Paulo Freire in Aotearoa/New Zealand

At the ACE Aotearoa Conference held in Te Whanganui-a-Tara/Wellington in June 2018, one of the speakers was Peruvian popular education leader Nélida Céspedes Rossel who talked about Paulo Freire. Nélida asked Catherine Delahunty, former Kōtare education co-ordinator and now Kōtare trustee, to write a page for her popular education network magazine in Peru about influence of Freire in Aotearoa/New Zealand. The article that Catherine wrote for Nélida also serves as an excellent introduction to the e-book Freire at the Flaxroots: Analysis and Action in Aotearoa which documents Freire’s influence in Aotearoa/New Zealand.

Paulo Freire had considerable influence over popular education in my country and he still does. His visit in the 1970s is recalled as one of those crucial moments when the indigenous struggle was affirmed and the colonisers who thought they were so left wing were challenged. Educators who followed in his footsteps, such as Philippe Fanchette and Father John Curnow, are still revered for the structural analysis tools they shared with radical educators.

My father was one of the hosts of Paulo Freire and I still treasure the thank you letter from this inspirational man as my inheritance. Although too young to appreciate him when he was here, I have since read Pedagogy of the Oppressed many times and can see the influence of his ideas across social movements in this country.

His influence has been profound for people as diverse as church leaders against racism, indigenous language school principals and community workers fighting poverty.

The school for radical education, Kōtare Research and Education for Social Change Trust, which opened in 1999, was deeply influenced by the ideas of both Paulo Freire and his comrade Miles Horton of the Highlander Folk School in Tennessee. These ideas have also influenced more mainstream practitioners but have sometimes been weakened into academic theoretical appreciation rather than transformative and revolutionary challenges to the neoliberal education system in our country.

During my decade as education coordinator at Kōtare I worked with others to research the impact of Paulo Freire and produced a resource with the Auckland Workers Education Association titled Freire at the Flaxroots. The resource is a series of interviews with people who applied his ideas about education into a range of settings in this country. The experience was very powerful because the people we met had not only embraced Freirean ideas but had applied them to their unique work as indigenous women leaders, non-indigenous allies for justice, activists against poverty and unemployment and more. As one of the participants says, it was painful to take off the rose-coloured glasses and face the truth about the nature of power and oppression.

The indigenous educators of this country have their own models of transformative collective learning and, for many of us, the contribution of Freire has enriched our respect for their participatory education processes which support their struggle for self-determination.

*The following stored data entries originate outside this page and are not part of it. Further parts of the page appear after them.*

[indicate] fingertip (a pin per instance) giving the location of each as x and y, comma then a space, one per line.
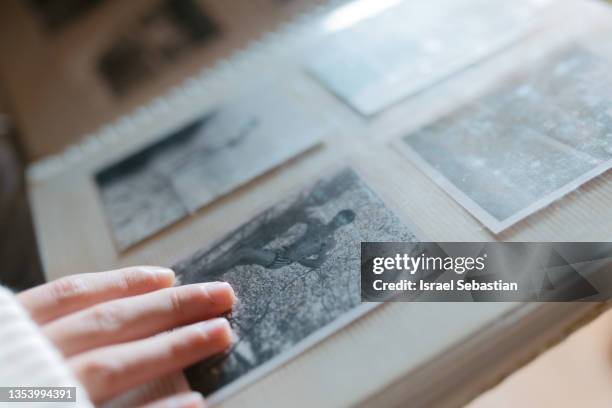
183, 400
161, 277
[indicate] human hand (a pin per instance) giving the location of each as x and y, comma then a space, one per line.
106, 324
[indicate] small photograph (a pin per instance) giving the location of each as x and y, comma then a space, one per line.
206, 159
518, 149
296, 272
57, 14
155, 41
375, 61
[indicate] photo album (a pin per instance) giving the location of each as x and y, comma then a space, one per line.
273, 185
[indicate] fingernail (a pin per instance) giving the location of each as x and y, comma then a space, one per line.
160, 271
221, 292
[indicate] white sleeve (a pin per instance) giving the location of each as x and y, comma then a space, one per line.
27, 357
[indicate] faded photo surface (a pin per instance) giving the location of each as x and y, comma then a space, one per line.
168, 31
295, 269
208, 158
523, 146
385, 58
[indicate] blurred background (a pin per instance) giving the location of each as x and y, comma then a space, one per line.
71, 66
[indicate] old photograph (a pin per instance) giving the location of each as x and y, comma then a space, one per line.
153, 42
295, 269
383, 59
519, 148
249, 135
57, 14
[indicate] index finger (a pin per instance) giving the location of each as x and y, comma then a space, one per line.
72, 293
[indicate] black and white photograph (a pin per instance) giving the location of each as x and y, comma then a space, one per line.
295, 270
152, 43
521, 147
58, 14
248, 136
399, 48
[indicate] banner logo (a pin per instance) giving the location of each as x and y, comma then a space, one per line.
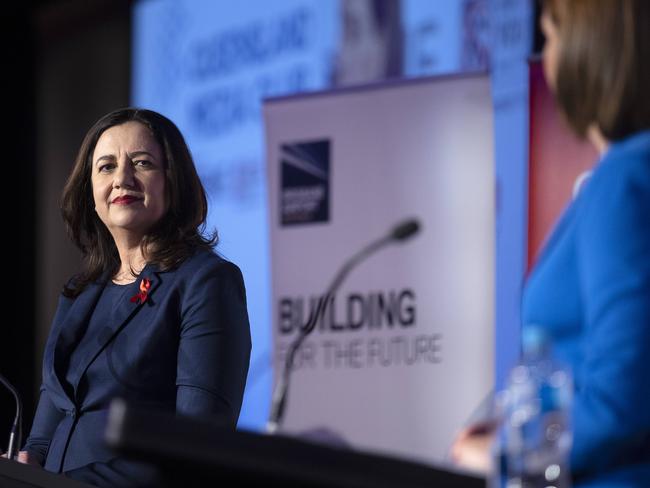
305, 179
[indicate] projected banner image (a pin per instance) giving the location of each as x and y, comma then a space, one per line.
404, 352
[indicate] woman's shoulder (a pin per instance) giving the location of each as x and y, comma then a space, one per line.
207, 261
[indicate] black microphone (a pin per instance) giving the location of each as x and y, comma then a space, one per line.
400, 232
16, 431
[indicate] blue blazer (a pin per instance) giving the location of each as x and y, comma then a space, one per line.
591, 290
185, 349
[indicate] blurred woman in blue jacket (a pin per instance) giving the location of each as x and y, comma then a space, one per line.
590, 288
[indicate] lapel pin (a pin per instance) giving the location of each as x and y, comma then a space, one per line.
143, 294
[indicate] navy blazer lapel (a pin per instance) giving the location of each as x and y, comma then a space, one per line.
71, 329
122, 315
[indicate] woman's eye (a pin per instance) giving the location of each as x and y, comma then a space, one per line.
105, 168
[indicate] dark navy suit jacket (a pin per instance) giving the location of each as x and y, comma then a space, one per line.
185, 349
591, 290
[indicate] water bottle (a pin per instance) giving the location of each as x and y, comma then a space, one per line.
534, 438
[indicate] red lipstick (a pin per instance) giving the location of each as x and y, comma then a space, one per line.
125, 200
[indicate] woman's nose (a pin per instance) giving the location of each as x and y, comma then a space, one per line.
123, 176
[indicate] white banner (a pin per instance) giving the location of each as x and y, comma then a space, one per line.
406, 353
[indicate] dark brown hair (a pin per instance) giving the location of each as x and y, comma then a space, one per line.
177, 235
603, 71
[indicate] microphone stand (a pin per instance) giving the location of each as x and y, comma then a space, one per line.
400, 232
16, 431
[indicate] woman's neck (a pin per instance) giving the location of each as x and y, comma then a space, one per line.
595, 136
132, 259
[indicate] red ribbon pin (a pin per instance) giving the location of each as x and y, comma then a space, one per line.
143, 294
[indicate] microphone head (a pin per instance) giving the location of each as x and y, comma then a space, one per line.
406, 229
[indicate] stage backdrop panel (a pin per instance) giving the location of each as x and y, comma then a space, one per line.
558, 163
406, 352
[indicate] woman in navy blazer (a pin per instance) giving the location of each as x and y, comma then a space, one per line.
590, 288
154, 317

So many of Freire’s ideas from praxis to rejecting “neutrality” have helped us to co-construct educational experiences with both adults and younger people that have increased activism and solidarity. Although popular education has been undermined by free market economics, the commitment to justice at the heart of our collective learning cannot be destroyed.

My mentor, who is now in her 80s, taught me to value the words of Paulo Freire in terms of understanding liberation and oppression, and the necessity for the oppressed to liberate both themselves as well as the oppressors. As a woman in patriarchy and an educator I think about those words every day. We are inspired by Paulo Freire and the international solidarity that keeps his profound analysis speaking powerfully in our work and our lives.